# Python Fundamentals for Data Science: Final Exam
### Summer 2016


## Instructions
The final exam is designed to evaluate your grasp of Python theory as well as Python coding.

- This is an individual exam.
- You have 24 hours to complete the exam, starting from the point at which you first access it.
- You will be graded on the quality of your answers.  Use clear, persuasive arguments based on concepts we covered in class.

## General Questions (21 pts )

1) The following method is part of a larger program used by a mobile phone company.  It will work when an object of type MobileDevice or of type ServiceContract is passed in.  This is a demonstration of (select all that apply):

    1. Inheritance
    2. Polymorphism
    3. Duck typing
    4. Top-down design
    5. Functional programming

In [1]:
def add_to_cart(item):
    cart.append(item)
    total += item.price

2) Suppose you have a long list of digits (0-9) that you want to write to a file.  Would it be more efficient to use ASCII or UTF-8 as an encoding?  How could you create an even smaller binary file to store the information?

3) You are part of a team working on a spreadsheet program that is written in Python 3.  The program includes several classes to represent different types of objects that fit into a cell of a spreadsheet.  Give a strong argument for why your team should write an abstract base class to respresent such objects, and give examples of what should go into such an abstract base class.

4) Explain why NumPy is better than lists for "vectorized" math operations. Give an example of an operation that is either impossible or painful to implement using tradtional Python lists compared to NumPy arrays.

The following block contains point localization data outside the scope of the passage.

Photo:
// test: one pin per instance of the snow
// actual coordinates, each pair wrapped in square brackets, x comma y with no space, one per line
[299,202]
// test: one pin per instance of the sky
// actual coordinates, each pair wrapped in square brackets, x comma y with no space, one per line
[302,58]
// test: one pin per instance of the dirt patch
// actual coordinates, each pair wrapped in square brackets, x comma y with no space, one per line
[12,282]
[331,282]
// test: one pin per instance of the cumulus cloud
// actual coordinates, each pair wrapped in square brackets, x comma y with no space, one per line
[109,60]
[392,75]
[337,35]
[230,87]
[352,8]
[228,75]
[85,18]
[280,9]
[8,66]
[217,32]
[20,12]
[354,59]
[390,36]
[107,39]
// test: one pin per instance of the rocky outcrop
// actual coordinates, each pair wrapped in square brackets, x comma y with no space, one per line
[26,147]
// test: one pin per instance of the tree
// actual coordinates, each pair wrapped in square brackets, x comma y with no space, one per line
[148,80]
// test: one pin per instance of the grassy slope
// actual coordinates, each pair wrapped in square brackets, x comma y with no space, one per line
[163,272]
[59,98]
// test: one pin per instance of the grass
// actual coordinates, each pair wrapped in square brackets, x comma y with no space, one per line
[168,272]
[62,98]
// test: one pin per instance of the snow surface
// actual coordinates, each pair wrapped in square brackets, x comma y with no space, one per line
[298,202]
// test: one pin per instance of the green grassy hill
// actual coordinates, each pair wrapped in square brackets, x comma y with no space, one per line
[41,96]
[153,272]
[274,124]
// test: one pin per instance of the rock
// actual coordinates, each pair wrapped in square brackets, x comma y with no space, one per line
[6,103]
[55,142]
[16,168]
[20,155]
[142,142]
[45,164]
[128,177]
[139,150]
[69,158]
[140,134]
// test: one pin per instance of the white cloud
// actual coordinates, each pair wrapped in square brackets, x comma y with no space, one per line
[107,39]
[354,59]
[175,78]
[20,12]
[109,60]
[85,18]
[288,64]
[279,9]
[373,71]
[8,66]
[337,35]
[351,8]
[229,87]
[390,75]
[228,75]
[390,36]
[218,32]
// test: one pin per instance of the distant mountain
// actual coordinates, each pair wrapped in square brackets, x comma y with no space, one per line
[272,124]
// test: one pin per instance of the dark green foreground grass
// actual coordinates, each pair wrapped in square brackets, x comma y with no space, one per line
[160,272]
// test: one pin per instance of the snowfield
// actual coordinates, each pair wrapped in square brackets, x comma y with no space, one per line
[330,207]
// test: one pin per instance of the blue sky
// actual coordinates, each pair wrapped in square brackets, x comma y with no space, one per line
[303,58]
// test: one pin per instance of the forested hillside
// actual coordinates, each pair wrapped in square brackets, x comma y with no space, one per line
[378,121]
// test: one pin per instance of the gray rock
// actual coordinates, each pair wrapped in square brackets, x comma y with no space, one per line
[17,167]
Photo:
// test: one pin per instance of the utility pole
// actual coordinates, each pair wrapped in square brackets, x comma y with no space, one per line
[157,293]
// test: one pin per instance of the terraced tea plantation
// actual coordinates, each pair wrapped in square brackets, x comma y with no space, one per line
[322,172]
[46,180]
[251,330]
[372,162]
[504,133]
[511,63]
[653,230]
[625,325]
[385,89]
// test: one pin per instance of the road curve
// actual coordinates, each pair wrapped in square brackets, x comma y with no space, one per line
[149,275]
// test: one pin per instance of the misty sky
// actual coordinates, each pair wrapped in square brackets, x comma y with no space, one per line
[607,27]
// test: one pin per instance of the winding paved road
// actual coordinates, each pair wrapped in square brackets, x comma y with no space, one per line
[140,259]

5) We want a list of the numbers that are the square of nonnegative integer less than 10, but whose squares are greater than 10.  The list comprehension below gives an empty list.  Correct it so that we get the desired output, [16, 25, 36, 49, 64, 81].

In [4]:
[ x**2 for x in range(10) if x > 10]

[]

6) Explain why the following code prints what it does.

In [15]:
def f(): pass
print(type(f))

<class 'function'>


7) Explain why the following code prints something different.

In [13]:
def f(): pass
print(type(f()))

<class 'NoneType'>


## Data Integrity (25 pts)

1) Why is it important to sanity-check your data before you begin your analysis? What could happen if you don't?

2) Explain, in your own words, why real-world data is often messy.

3) How do you determine which variables in your dataset you should check for issues prior to starting an analysis? 

4) How do you know when you have adequately checked these variables?

5) Is it possible to fully vet your data for errors before you begin your analysis? If not, what should you be looking out for while you complete your analysis?

## Elections (24 pts)

Consider the following data frame in Pandas.

In [6]:
import pandas

# creating a data frame from scratch - list of lists

data = [ ['marco', 165, 'blue', 'FL'], 
         ['jeb', 0, 'red', 'FL'], 
         ['chris', 0, 'white', 'NJ'], 
         ['donald', 1543, 'white', 'NY'],
         ['ted', 559, 'blue', 'TX'],
         ['john', 161, 'red', 'OH']
       ]

# create a data frame with column names - list of lists

col_names = ['name', 'delegates', 'color', 'state']
df = pandas.DataFrame(data, columns=col_names)
df

Unnamed: 0,name,delegates,color,state
0,marco,165,blue,FL
1,jeb,0,red,FL
2,chris,0,white,NJ
3,donald,1543,white,NY
4,ted,559,blue,TX
5,john,161,red,OH


1) Using bracket indexing in Pandas, show how many delegates `ted` got.

2) Using bracket indexing in Pandas, show how many total delegates were obtained by candidates whose favorite color is blue.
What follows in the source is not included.